At Griffin Trading Co. just before New Year's Eve, the last employees had gone home and the options were dwindling for co-chief executive Farrel J. "Tex" Griffin. Realizing that bankruptcy was inevitable, he sighed, "Well, at least nobody died."
Griffin Trading did die, however -- a swift, spectacular fall for a universally respected Chicago commodities clearing firm.
The post-mortem? "Thirty years in the toilet," says Ty Fahner, a lawyer friend to whom Mr. Griffin turned in his distress.
The collapse of Griffin, undone by unauthorized overseas trading, underscores the increasingly risky business of derivatives, with globalization heightening its hazards. Griffin's default will spur consolidation pressures among clearing houses, which guarantee commodity trades and can be blindsided by client fraud.
Advocates of Chicago exchanges' open-outcry trading also will seize on Griffin's disappearance as an example -- though an ambiguous one -- of the additional perils posed by electronic trading.
A Griffin client in London, dealing in German government bond futures on Eurex, a computerized German-Swiss derivatives exchange, ended up more than 10 times over his authorized trading limit.
Griffin's failure also spotlights the different regulatory realms -- some more lax than others -- in which global derivatives firms are operating.
"Anybody who thinks this can't happen to them is wrong," says Christopher K. Hehmeyer, former president of Chicago's Board of Trade Clearing Corp.
Griffin's oversight was limited by several layers of corporate insulation between the firm and the source of its losses. Because it was not a clearing member of Eurex, it had to rely on a so-called carrying broker to maintain its position, while still another party executed the trades.
"This is what scares some of us, particularly if commodity trading is not done on an exchange with the type of controls that we have here," says Lee B. Stern, a 50-year Chicago Board of Trade member and victim himself of a rogue trader in 1992.
But Griffin's woes were amplified by additional losses stemming from trading by the firm's chief financial officer, Scott N. Szach, 32. All told, Griffin ended up with $10 million in liabilities, more than triple its capital base.
Cautions Mr. Fahner: "Scott's issues are not the ones that caused Griffin to break."
Neither Mr. Szach nor other principals returned calls to their homes. Mr. Szach's lawyer, James R. Streicker, also did not return calls, and Griffin's office referred inquiries to Mr. Fahner, who is representing the firm.
Its downfall is especially poignant because Tex Griffin and co-CEO Roger S. Griffin -- both 56 and unrelated -- have a long-earned reputation for propriety.
Tex Griffin, a former assistant U.S. attorney, was a prot‚g‚ of former Illinois Gov. James R. Thompson. Roger Griffin is a third-generation Board of Trade member, whose grandfather was chairman of the exchange during World War I.

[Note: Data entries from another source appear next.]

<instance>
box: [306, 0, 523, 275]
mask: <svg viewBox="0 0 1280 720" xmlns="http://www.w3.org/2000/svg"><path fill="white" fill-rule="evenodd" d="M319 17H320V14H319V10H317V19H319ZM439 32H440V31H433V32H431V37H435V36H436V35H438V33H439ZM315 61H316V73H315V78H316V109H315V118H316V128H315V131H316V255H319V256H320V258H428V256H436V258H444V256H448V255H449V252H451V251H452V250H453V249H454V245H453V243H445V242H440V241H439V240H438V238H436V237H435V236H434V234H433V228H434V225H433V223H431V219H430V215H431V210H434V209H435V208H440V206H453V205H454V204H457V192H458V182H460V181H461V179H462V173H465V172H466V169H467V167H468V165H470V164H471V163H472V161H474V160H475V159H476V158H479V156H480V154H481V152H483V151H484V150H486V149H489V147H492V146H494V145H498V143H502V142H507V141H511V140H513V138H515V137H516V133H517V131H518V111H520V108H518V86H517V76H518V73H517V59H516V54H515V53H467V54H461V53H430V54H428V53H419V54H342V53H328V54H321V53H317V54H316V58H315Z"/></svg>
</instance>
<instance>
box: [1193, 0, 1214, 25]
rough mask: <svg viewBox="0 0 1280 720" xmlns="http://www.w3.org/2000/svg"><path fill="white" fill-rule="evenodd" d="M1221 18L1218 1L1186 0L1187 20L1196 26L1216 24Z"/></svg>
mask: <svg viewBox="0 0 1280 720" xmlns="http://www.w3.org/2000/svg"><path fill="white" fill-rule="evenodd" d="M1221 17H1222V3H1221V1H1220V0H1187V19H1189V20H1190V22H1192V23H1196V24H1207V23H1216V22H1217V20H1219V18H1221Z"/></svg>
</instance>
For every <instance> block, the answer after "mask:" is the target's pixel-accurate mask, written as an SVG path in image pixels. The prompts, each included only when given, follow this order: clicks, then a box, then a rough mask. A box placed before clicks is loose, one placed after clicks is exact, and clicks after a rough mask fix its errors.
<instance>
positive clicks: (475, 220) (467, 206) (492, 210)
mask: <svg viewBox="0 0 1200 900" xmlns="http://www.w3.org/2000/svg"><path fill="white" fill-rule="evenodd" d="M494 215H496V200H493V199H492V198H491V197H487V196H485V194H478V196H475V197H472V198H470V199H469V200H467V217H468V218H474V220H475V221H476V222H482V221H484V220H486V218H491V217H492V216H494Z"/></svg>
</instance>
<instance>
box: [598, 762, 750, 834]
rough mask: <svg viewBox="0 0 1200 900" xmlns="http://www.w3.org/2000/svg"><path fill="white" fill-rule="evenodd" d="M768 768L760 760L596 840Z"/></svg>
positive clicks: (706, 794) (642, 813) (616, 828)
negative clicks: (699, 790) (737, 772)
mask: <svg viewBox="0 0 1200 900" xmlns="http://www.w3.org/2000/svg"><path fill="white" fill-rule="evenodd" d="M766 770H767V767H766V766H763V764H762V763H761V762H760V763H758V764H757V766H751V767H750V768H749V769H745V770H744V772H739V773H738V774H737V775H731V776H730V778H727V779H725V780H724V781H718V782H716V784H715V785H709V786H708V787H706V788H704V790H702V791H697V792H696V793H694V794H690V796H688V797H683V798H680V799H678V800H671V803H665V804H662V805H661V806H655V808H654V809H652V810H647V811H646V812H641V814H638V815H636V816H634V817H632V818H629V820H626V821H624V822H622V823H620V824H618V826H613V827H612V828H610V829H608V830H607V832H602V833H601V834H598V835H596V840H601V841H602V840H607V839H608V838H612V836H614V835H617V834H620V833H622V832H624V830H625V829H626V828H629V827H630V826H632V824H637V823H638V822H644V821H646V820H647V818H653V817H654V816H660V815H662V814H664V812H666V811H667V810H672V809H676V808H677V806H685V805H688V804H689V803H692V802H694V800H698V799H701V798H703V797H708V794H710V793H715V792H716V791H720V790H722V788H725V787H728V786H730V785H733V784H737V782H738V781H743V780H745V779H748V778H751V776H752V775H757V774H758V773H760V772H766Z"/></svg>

"I don't think he's been able to come to grips with what's happened yet," says Matthias Lydon, a former law partner of Tex Griffin. "I think the effects of the shock are still there."
Griffin Trading expanded to London in 1993, lured with other U.S. firms by burgeoning European markets and prospects for the euro. By 1996, the London Financial Futures and Options Exchange, known as Liffe, had become the world's second-largest futures exchange, its volume topped only by the Chicago Board of Trade's.
Then, a Frankfurt exchange that is now part of Eurex scrambled to reclaim the business in the German bond, or Bund, that it had lost to Liffe. It is that instrument which precipitated Griffin's losses.
The quick repatriation of the Bund by Frankfurt's computerized operations served notice to Chicago's exchange community of its vulnerability to electronic competitors.
Griffin's experience could bolster Chicago's locals. Speaking of his $8.5 million loss in 1992, Mr. Stern says, "What stopped it from being a bigger fraud? It was the traders on the floor who called attention to it, and called our office."
Others say Griffin wasn't helped by the exodus of Mary McDonald, an operations whiz who is now executive vice-president of the Bermuda Commodities Exchange, and of Peggy Ogorek, an economist who opened Griffin's London office.
While Roger Griffin was born into the business -- colleagues say he could have been elected Board of Trade chairman if he had run -- Tex Griffin was a novice 25 years ago, fascinated by the industry's risks and rewards.
Like Mr. Fahner, Tex Griffin was an alumnus of the Thompson-led prosecution team whose case against Otto Kerner sent the former governor and federal judge to prison.
"(Tex's) integrity is very important to him," says Mr. Lydon. "I just feel awful that this happened to him of all people."